1 - Os mandatos dos vereadores (se nenhum dos edis ousa contrariar o Pimentécio, suponho que a Prefeitura seja dona dos cargos).

2 - A Praça da Estação (já que só a Globo pode fazer eventos no local, deve estar disposta a adquiri-lo).

3 - O Bulevar Arrudas (melhor vender antes que as chuvas detonem de vez o valor de mercado).

4 - Os pontos de wi-fi no centro da cidade (quem é louco de abrir um notebook por ali?)

5 - A Praça da Liberdade (os compradores fariam fortunas cobrando entradas dos manés que param para ver a decoração de Natal).

6 - A Região Noroeste, inteira (até o Lehmann Brothers administraria isso aqui melhor do que a PBH).

7 - A BH Trans(torno) (é só uma questão de fazer as empresas de ônibus pagarem por algo de que já usam e abusam).

8 - A poluição sonora (se som é energia, o ruído de BH deve dar para alimentar Nova York pelo resto da vida).

9 - O Parque Aquático Cristiano Machado (em alguns dias vira sauna).

10 - As cúpulas municipais do PT e do PC do B (não que valham muita coisa, mas nada melhor do que livrar-se de um trambolho enferrujado).

Tá vendo, prefeito?

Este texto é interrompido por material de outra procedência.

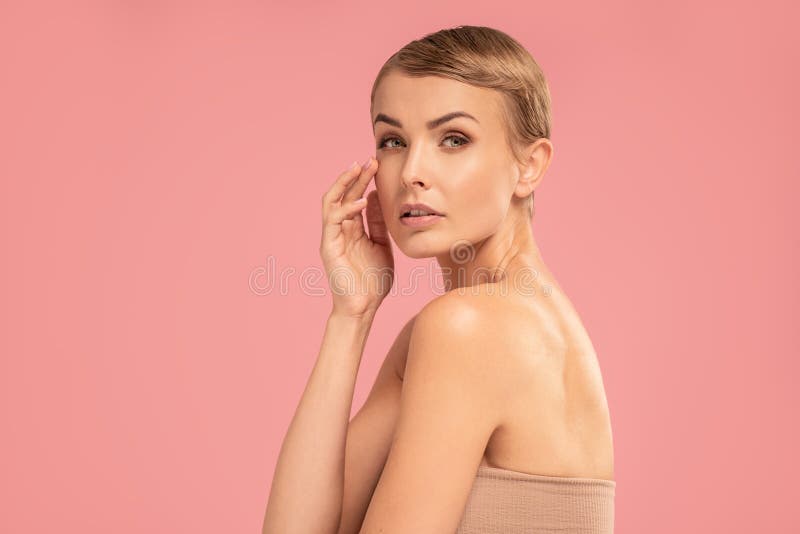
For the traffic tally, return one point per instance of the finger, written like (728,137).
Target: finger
(358,187)
(334,194)
(375,221)
(346,211)
(333,226)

Não é preciso mexer no lazer do pessoal. Quanto aos especuladores, sugira que façam condomínios em Brumadinho.

quarta-feira, 12 de maio de 2010

Travessia malfadada em manhã ensolarada

Vocês acham isto bonito?

Eu tinha cá uma postagem pronta para ser escrita. Mas desisti.

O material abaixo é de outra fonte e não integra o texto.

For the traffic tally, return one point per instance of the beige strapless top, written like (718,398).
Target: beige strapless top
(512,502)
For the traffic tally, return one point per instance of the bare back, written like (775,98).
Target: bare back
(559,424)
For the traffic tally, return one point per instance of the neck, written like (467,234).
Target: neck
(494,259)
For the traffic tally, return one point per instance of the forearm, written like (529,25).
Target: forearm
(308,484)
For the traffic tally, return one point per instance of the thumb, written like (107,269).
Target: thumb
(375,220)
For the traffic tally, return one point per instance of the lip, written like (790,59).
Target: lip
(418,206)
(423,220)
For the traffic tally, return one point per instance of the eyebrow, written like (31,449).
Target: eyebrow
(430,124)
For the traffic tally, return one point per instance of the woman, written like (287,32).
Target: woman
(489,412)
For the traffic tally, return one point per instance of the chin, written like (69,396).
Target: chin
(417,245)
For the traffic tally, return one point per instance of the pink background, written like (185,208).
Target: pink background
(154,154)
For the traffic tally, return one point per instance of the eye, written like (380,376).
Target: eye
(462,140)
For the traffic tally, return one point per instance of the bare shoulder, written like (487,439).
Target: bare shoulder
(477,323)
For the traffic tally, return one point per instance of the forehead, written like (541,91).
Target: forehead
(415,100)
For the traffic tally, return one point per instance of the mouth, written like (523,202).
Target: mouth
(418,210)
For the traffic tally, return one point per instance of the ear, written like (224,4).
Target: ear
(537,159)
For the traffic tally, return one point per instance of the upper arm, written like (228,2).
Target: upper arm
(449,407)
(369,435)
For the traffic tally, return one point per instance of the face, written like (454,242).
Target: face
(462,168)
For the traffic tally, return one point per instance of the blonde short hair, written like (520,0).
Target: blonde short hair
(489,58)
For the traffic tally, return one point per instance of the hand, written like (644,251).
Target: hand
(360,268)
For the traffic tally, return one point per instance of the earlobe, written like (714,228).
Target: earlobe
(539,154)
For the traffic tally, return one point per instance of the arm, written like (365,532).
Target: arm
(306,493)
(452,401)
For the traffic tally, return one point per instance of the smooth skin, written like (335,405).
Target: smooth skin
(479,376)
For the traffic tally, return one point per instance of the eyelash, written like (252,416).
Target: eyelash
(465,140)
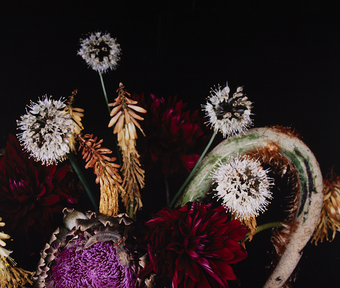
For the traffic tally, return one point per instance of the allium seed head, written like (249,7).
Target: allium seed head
(100,51)
(243,186)
(229,115)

Era sobre o trânsito, e focava no problema do excesso de carros nas ruas. Analisava o processo de mitificação do automóvel no Brasil e no mundo, discutia as relações entre sociedade, mercado e Estado, colocava a questão do direito aos espaços públicos e apelava para a lógica da sobrevivência na tentativa de demonstrar que, em breve, teremos de sair da cidade para que os autos a possam habitar em nosso lugar.

Mas desisti, repito. O que eu iria descrever, o hipotético leitor já conhece. Quanto à lógica...

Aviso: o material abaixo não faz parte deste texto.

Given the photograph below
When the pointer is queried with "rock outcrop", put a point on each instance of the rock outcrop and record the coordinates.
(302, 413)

Deixem-me ilustrar a questão com uma pequena história verídica, acontecida há cerca de oito ou nove anos, aqui pertinho do Novo Sumaré.

Este blogueiro andava, então, com a estranha ideia de ter cuidados com a saúde, e voltava de uma caminhada matinal (pausa para risos incrédulos) carregando duas sacolas de frutas (pois é...).

A certa altura, preparei-me para atravessar uma avenida sobre a faixa de segurança. Vocês sabem que, na ausência de sinalização luminosa, a simples presença da faixa garante a preferência para o pedestre (art. 70 do Código de Trânisto Brasileiro). Verifiquei que a distância do carro mais próximo era largamente suficiente para que este reduzisse a velocidade e fui em frente.

A condutora do carro mais próximo, uma balzaquiana bastante agradável aos olhos, de fato reduziu a velocidade, mas, certamente desconhecia a lei. Além disso, não era nem um pouco agradável aos ouvidos. Disparou a buzina e amaldiçoou minha travessia aos gritos, comparando-me a veículos de carga, mamíferos marinhos e apresentadores de talk show.

O mister de educador me acompanha em qualquer tempo e lugar. Trata-se de juramento proferido como condição para o recebimento do grau de Licenciado em História. Assim, julgando necessário lembrá-la do estabelecido no diploma legal, apontei, enquanto atravessava, para a faixa sob meus pés, como a delimitar um espaço que, naquele momento, se destinava, legitimamente, a meu uso.

Eu realmente não deveria ter feito isso.

Ensandecida, a jovem senhora pôs a cabeça para fora de seu veículo (em flagrante desrespeito às normas de segurança), especulou maldosamente sobre o que julgava ser a ocupação profissional de minha genitora, teceu considerações totalmente equivocadas sobre minha orientação sexual e ainda sugeriu usos um tanto heterodoxos para minhas vias excretoras, sugestão esta que descartei de imediato.

Tudo isto porque, no exercício legítimo do meu direito de ir e vir, fi-la perder coisa de seis a oito segundos.

Acontecimentos assim (presenciei muitos, embora só tenha sido diretamente vitimado esta vez) fazem-me descrer da possibilidade de sensibilizar a maior parte dos donos de autos de Belo Horizonte (ou do mundo?) com argumentos lógicos.

Fica, então, o relato. Já não cabe acreditar que a história seja mestra da vida. Mas ela, sem dúvida, nos ajuda a saber quem somos. Ou quem nos cerca.